Contrairement à ce que pensent trop d’écolos réactionnaires, il ne s’agit donc nullement de résilier le progrès scientifique et technique mais d’empêcher son dévoiement ab ovo par les surenchères mortifères liées au profit maximal, par la monstrueuse course aux armements inhérente à l’impérialisme et par la traque capitaliste obsédante de la force de travail et de l’intelligence humaines dans la production des objets et des services. La relance d’un progrès vraiment au service de l’homme et du vivant passe ainsi, non par le retour impossible à la lampe à huile, ni par l’indécente gadgétisation de la production et de la consommation qui caractérise le suicidaire capitalisme actuel, mais par de nouvelles découvertes fondamentales qui, associées à un socialisme-communisme de nouvelle génération, et plus globalement, à un retour en force des luttes émancipatrices, donneront accès à de nouvelles formes, créatives et non plus perversement destructives, d’interaction entre l’homme et son environnement. Bref, comme le proclamaient ensemble le philosophe Diderot et le mathématicien d’Alembert dans L’Encyclopédie, “hâtons-nous de rendre la philosophie (ils entendaient par là la pensée rationnelle en général) populaire!”…
Plus que jamais, l’avenir, si avenir il doit y avoir, est donc à l’alliance offensive de la science fondamentale et des classes populaires. Une alliance hégémonico-culturelle, au sens gramscien du mot, que la bourgeoisie révolutionnaire du XVIIIème siècle nommait “les Lumières”, que Lénine rebaptisera “matérialisme militant” et que, associant les deux plus beaux mots (à notre goût) de la langue française et de l’histoire de France, nous désignons par l’expression “Lumières communes”. C’est à cette renaissance salvatrice que devraient désormais, toutes affaires cessantes, vu la terrifiante montée des périls sur tous les fronts (militaire, environnemental, culturel, etc.) travailler de conserve les philosophes marxistes, les artistes révolutionnaires, les scientifiques communistes et, bien entendu, les militants du mouvement ouvrier, étudiant, paysan et enseignant.
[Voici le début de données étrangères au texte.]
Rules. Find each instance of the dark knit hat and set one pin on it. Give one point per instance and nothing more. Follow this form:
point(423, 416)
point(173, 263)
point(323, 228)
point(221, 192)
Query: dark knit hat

Et pour que lesdites Lumières communes triomphent à temps des ténèbres qui menacent l’humanité, pour que renaisse en somme une conception rationnelle, démocratique et progressiste du monde et du sens, il faudra que se re-déploie un matérialisme dialectique de nouvelle génération analogue à celui que surent promouvoir ensemble pour leur époque le philosophe Georges Politzer et le physicien Jacques Solomon, ces deux figures de la Résistance antifasciste que méconnaît scandaleusement le négationnisme anticommuniste contemporain.